As of today, scientific institutes from twelve European countries are working together on a system to detect outbreaks of infectious diseases earlier. Marion Koopmans, head of the Virology department at Erasmus MC, coordinates the five-year project.

The European Commission subsidizes the project with 15 million euros. The research proposal dates back to before the corona pandemic, but that virus outbreak underlines its importance.

“The current SARS-CoV-2 pandemic is an unintended example: could we have detected the outbreak of this new virus sooner? Be able to estimate the potential impact more quickly? That’s what we need to look for. Our ambition is to prevent outbreaks of new infectious diseases to be able to detect at a much earlier stage, so that we can respond earlier and more adequately so that the impact on society can be limited, “says Koopmans.

Citizen participation

Called the partnership Versatile Emerging infectious disease Observatory (VEO) will try to set up an interactive and virtual detection system for infectious diseases. In addition, data from laboratory studies are used, but also field studies and big data.

Citizens can cooperate, for example by passing on information about mosquito nuisance and the mosquito species they have seen. For example, the spread of the tiger mosquito, which can transmit various diseases, can be prevented.

Social media also play an important role. Reports of the outbreak of the coronavirus already appeared well before its official confirmation. By picking up such signals, outbreaks of infectious diseases can be detected earlier.

Also predict

Infectious disease outbreaks are increasingly common. Climate change, people’s travel behavior and food shipping around the world play an important role in this. Many infectious diseases are zoonoses, diseases that can pass from animals to humans. This applies to Ebola, Lasso fever, SARS, MERS and also to SARS-CoV-2, the coronavirus that causes the current pandemic.
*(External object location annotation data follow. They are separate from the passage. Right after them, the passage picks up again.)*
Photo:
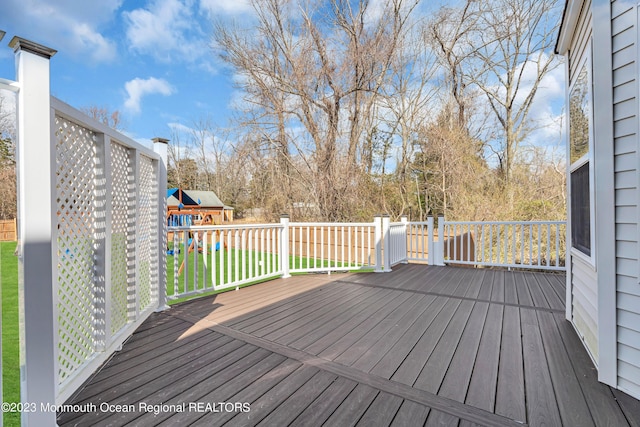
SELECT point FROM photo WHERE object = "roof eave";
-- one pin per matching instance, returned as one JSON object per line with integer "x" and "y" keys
{"x": 570, "y": 16}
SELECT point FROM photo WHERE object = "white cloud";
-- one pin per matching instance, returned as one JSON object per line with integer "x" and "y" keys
{"x": 229, "y": 7}
{"x": 167, "y": 30}
{"x": 72, "y": 26}
{"x": 138, "y": 88}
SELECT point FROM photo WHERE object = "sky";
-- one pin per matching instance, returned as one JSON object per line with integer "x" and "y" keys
{"x": 150, "y": 60}
{"x": 153, "y": 61}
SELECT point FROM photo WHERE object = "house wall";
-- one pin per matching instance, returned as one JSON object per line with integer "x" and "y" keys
{"x": 624, "y": 20}
{"x": 584, "y": 280}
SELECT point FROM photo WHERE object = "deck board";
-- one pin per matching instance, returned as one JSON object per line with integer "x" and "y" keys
{"x": 420, "y": 346}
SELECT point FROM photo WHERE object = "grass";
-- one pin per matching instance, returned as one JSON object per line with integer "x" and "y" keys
{"x": 243, "y": 257}
{"x": 10, "y": 333}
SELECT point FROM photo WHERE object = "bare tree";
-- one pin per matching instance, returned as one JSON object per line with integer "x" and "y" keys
{"x": 320, "y": 69}
{"x": 512, "y": 52}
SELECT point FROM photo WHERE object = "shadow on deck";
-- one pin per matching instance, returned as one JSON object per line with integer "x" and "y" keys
{"x": 420, "y": 346}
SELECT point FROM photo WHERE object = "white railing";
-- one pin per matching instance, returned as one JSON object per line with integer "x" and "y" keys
{"x": 535, "y": 245}
{"x": 318, "y": 247}
{"x": 227, "y": 257}
{"x": 397, "y": 244}
{"x": 420, "y": 243}
{"x": 91, "y": 208}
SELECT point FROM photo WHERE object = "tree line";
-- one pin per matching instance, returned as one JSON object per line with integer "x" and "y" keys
{"x": 352, "y": 108}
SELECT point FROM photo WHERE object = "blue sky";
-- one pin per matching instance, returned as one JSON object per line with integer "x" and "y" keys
{"x": 151, "y": 60}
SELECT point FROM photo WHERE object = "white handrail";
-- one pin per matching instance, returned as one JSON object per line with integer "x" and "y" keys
{"x": 537, "y": 245}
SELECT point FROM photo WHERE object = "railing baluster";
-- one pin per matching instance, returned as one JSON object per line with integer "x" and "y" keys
{"x": 214, "y": 253}
{"x": 539, "y": 241}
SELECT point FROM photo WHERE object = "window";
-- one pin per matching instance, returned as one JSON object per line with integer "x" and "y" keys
{"x": 579, "y": 157}
{"x": 580, "y": 210}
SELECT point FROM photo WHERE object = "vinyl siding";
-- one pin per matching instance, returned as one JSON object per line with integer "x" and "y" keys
{"x": 584, "y": 298}
{"x": 625, "y": 109}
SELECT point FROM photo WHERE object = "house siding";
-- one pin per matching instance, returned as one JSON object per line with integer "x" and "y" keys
{"x": 584, "y": 300}
{"x": 584, "y": 286}
{"x": 624, "y": 35}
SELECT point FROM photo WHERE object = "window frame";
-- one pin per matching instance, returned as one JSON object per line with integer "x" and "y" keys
{"x": 584, "y": 62}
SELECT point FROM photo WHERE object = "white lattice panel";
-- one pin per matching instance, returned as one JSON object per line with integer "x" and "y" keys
{"x": 147, "y": 233}
{"x": 122, "y": 237}
{"x": 75, "y": 193}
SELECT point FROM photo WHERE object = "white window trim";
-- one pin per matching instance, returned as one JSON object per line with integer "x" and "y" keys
{"x": 585, "y": 61}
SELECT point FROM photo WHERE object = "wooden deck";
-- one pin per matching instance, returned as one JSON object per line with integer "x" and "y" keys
{"x": 420, "y": 346}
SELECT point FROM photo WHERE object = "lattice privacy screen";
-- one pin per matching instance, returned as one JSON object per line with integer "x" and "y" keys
{"x": 75, "y": 194}
{"x": 102, "y": 203}
{"x": 123, "y": 228}
{"x": 148, "y": 240}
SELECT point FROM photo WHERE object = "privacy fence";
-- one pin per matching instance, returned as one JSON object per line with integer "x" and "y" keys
{"x": 91, "y": 234}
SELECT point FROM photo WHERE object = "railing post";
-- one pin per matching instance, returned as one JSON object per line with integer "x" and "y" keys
{"x": 377, "y": 236}
{"x": 160, "y": 147}
{"x": 284, "y": 246}
{"x": 431, "y": 256}
{"x": 386, "y": 237}
{"x": 439, "y": 246}
{"x": 405, "y": 221}
{"x": 36, "y": 185}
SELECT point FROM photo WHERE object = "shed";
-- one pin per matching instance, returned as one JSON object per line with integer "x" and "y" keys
{"x": 599, "y": 40}
{"x": 195, "y": 207}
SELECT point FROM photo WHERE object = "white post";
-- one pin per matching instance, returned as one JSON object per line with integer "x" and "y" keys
{"x": 377, "y": 236}
{"x": 160, "y": 147}
{"x": 431, "y": 256}
{"x": 36, "y": 190}
{"x": 2, "y": 33}
{"x": 439, "y": 246}
{"x": 386, "y": 237}
{"x": 405, "y": 221}
{"x": 284, "y": 246}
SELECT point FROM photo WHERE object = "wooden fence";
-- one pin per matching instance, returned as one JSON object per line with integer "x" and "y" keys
{"x": 8, "y": 230}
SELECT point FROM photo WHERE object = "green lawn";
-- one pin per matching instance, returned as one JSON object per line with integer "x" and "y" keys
{"x": 243, "y": 257}
{"x": 10, "y": 336}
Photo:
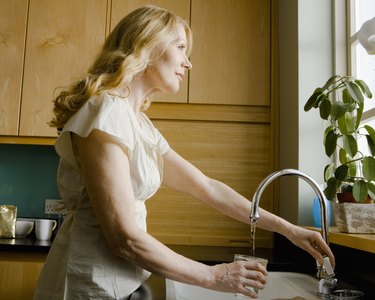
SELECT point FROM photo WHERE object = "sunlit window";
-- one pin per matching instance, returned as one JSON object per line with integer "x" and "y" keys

That pandemic is the perfect illustration of what the consequences of a late discovery of an outbreak can be: the entire world is out of control, many millions of people have already fallen ill, and more than half a million are killed without the end in sight.

European researchers not only want to detect an outbreak early, but they can also predict it. The researchers will study five conceivable scenarios for this.

Silent outbreak

They are investigating a scenario for an outbreak of a mosquito-borne infectious disease such as zika or dengue and an outbreak of a zoonosis such as Q fever or ebola. They are also studying the release of a pathogen from global warming in which the permafrost melts.

The fourth scenario is about a ‘silent outbreak’ in which a pathogen spreads undetected for quite some time. The last scenario concerns an outbreak of a completely unknown pathogen that leads to a pandemic.

If all succeeds, the new detection system could also be used during outbreaks to analyze data and limit the outbreak.